JAKARTA - Lulusan SMA Indonesia tidak bisa diterima di Universitas Belanda. Pasalnya, Ijazah SMA Indonesia levelnya tidak setara dengan Dutch pre-university education, yaitu program pendidikan yang mempersiapkan siswa untuk masuk ke Perguruan Tinggi di Belanda.
“Sejak tahun 2020, Surat Keterangan Hasil Ujian Nasional tidak ditawarkan lagi. Universitas Twente berdiri di dekat penerimaan yang disebutkan di atas persyaratan, yang berarti saja siswa yang lulus sampai tahun 2020 adalah mungkin dapat diterima. Siswa lulus sejak tahun 2020 dengan pendidikan menengah ijazah dari negara ini tidak bisa diterima langsung karena levelnya tidak setara dengan Dutch pre-university education,” demikian dilansir dari laman resmi University of Twente, Selasa (24/9/2024).
Content Creator Irwan Prasetiyo pun menerangkan bahwa lulusan SMA sudah tidak bisa diterima langsung di berbagai universitas di Belanda.
“Maka para lulusan SMA Indonesia setelah Tahun 2020 udah enggak bisa lagi diterima langsung di sana, hal ini karena tingkat pendidikan SMA kita udah enggak dianggap setara lagi dengan SMA Belanda, dan ini terjadi enggak cuma di Uni Twente aja, tapi juga di sebagian besar Universitas-Universitas Belanda,” tulis Irwan dalam postingan di akun Instagram miliknya.
Irwan menilai bahwa Ijazah SMA Indonesia dianggap turun kelas. Ijazah SMA Indonesia hanya bisa digunakan untuk mendaftar di Hogeschool atau University of Applied Science.
“Karena Ijazah SMA kita dianggap turun kelas dan jadinya cuma bisa dipakai buat daftar di Hogeschool atau University of Applied Science,” ungkap Irwan Prasetiyo.
Persyaratan untuk kuliah di luar negeri juga semakin diperketat, contohnya adalah di Jerman. Di Jerman, persyaratan masuk Studienkolleg dinaikkan untuk lulusan SMA Indonesia dari yang sebelumnya memikiki nilai minimum 60 menjadi minimum 85. Studienkolleg yakni program yang perlu di ikuti oleh tiap Siswa dari berbagai belahan dunia sebelum kuliah di Jerman.

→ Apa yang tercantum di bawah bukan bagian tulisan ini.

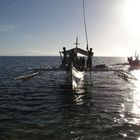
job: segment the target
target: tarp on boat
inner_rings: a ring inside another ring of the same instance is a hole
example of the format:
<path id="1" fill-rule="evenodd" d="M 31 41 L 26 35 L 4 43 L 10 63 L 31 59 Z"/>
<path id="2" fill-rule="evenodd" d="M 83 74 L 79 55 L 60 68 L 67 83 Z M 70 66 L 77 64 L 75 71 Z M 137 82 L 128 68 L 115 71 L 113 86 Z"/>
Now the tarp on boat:
<path id="1" fill-rule="evenodd" d="M 88 56 L 88 51 L 85 51 L 85 50 L 80 49 L 80 48 L 78 48 L 78 47 L 66 51 L 66 54 L 67 54 L 67 55 L 71 55 L 72 53 L 76 53 L 76 54 L 77 54 L 77 53 L 80 53 L 80 54 L 82 54 L 82 55 Z"/>

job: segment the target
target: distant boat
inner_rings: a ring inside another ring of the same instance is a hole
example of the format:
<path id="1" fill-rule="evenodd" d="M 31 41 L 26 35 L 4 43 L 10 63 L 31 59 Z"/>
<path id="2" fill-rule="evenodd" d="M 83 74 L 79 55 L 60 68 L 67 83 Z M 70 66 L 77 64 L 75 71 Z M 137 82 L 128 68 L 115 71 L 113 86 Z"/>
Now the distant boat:
<path id="1" fill-rule="evenodd" d="M 128 64 L 130 65 L 130 69 L 140 69 L 140 59 L 136 52 L 134 57 L 128 57 Z"/>
<path id="2" fill-rule="evenodd" d="M 76 47 L 70 50 L 63 48 L 60 52 L 62 64 L 60 68 L 68 72 L 72 89 L 82 86 L 86 70 L 91 70 L 92 67 L 92 49 L 83 50 L 78 48 L 78 38 L 76 38 Z M 63 56 L 62 56 L 63 55 Z M 78 56 L 79 55 L 79 56 Z"/>

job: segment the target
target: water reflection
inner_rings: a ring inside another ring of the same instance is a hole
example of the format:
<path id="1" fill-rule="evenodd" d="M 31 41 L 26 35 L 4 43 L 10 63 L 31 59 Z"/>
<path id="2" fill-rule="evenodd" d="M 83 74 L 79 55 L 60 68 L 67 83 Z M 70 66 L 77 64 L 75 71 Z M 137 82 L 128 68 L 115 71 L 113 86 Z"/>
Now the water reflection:
<path id="1" fill-rule="evenodd" d="M 64 93 L 64 95 L 70 95 L 71 102 L 73 102 L 75 105 L 82 105 L 84 104 L 84 96 L 85 96 L 85 86 L 82 81 L 82 84 L 80 87 L 75 88 L 72 90 L 72 85 L 70 84 L 70 79 L 65 75 L 62 83 L 60 84 L 60 89 L 62 90 L 61 92 Z"/>
<path id="2" fill-rule="evenodd" d="M 74 102 L 76 105 L 82 105 L 84 104 L 84 89 L 78 89 L 77 91 L 75 91 L 75 94 L 74 94 Z"/>

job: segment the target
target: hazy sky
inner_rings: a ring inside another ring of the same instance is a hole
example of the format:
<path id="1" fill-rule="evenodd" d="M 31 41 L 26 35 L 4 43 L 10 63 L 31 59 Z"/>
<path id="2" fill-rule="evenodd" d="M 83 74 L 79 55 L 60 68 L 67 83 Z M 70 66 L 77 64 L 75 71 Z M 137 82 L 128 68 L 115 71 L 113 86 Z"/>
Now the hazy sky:
<path id="1" fill-rule="evenodd" d="M 59 55 L 86 48 L 83 0 L 0 0 L 0 55 Z M 89 47 L 96 56 L 140 53 L 140 0 L 85 0 Z"/>

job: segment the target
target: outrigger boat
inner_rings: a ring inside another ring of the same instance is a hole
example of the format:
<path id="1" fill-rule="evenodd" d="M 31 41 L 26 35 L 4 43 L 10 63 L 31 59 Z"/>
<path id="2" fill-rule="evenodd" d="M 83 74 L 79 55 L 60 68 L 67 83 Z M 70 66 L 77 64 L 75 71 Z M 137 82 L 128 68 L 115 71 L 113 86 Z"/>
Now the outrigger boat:
<path id="1" fill-rule="evenodd" d="M 93 56 L 92 49 L 89 51 L 88 49 L 83 50 L 78 48 L 78 38 L 76 38 L 75 45 L 76 47 L 70 50 L 66 50 L 66 48 L 63 47 L 63 51 L 60 52 L 60 57 L 62 60 L 60 68 L 66 70 L 68 73 L 72 89 L 82 87 L 85 71 L 91 70 Z"/>
<path id="2" fill-rule="evenodd" d="M 95 65 L 92 67 L 92 50 L 83 50 L 78 47 L 78 38 L 76 39 L 76 47 L 70 50 L 63 48 L 63 51 L 60 52 L 60 58 L 62 63 L 58 67 L 47 66 L 44 68 L 28 68 L 27 70 L 18 74 L 14 79 L 15 80 L 29 80 L 34 76 L 40 75 L 46 71 L 66 71 L 66 74 L 69 79 L 69 83 L 72 87 L 72 90 L 79 89 L 83 86 L 84 75 L 87 71 L 89 72 L 110 72 L 113 71 L 115 75 L 129 81 L 129 79 L 137 80 L 129 71 L 124 71 L 120 69 L 113 69 L 106 65 Z M 90 61 L 89 61 L 90 60 Z M 90 73 L 91 77 L 91 73 Z M 90 79 L 92 83 L 92 78 Z"/>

“Di Jerman pun ternyata juga sama ya, persyaratan masuk Studienkolleg buat lulusan SMA Indonesia juga di naikkan dari yang sebelumnya nilai minimum 60, sekarang jadi minimum 85,” kata Irwan Prasetiyo
Irwan Prasetiyo juga mengatakan dalam postingan yang sama bahwa negara luar memperhatikan Indonesia suka berganti kurikulum. Irwan Prasetiyo juga mengajak audiens untuk menginterpretasikan kualitas SMA di Indonesia turun atau naik kelas.
“Jadi jangan di anggap negara luar engga merhatiin kalau kita suka gonta ganti kurikulum ya, kenyataannya mereka tahu dan bisa di interpretasikan sendiri apa mereka menganggap kualitas pendidikan SMA kita naik kelas atau justru turun kelas,” ungkap Irwan Prasetiyo.
Di akhir postingannya, Irwan Prasetiyo menyarankan Indonesia untuk menggunakan rumus orang Tiongkok dan Korea. Irwan Prasetiyo tidak menyarankan untuk menggunakan rumus orang Finlandia.
“Harusnya kita pakai rumusnya orang Tiongkok dan Korea ya, kalau memang masih merasa miskin dan bodoh ya berarti belajarnya harus dua, lima, dan bahkan sepuluh kali lipat lebih keras, dari belajarnya orang normal, jangan kalau kita masih miskin dan bodoh tapi malah niru rumusnya orang Finlandia yang udah mapan dan waktu belajarnya cuma setengah orang normal,” kata Irwan Prasetiyo.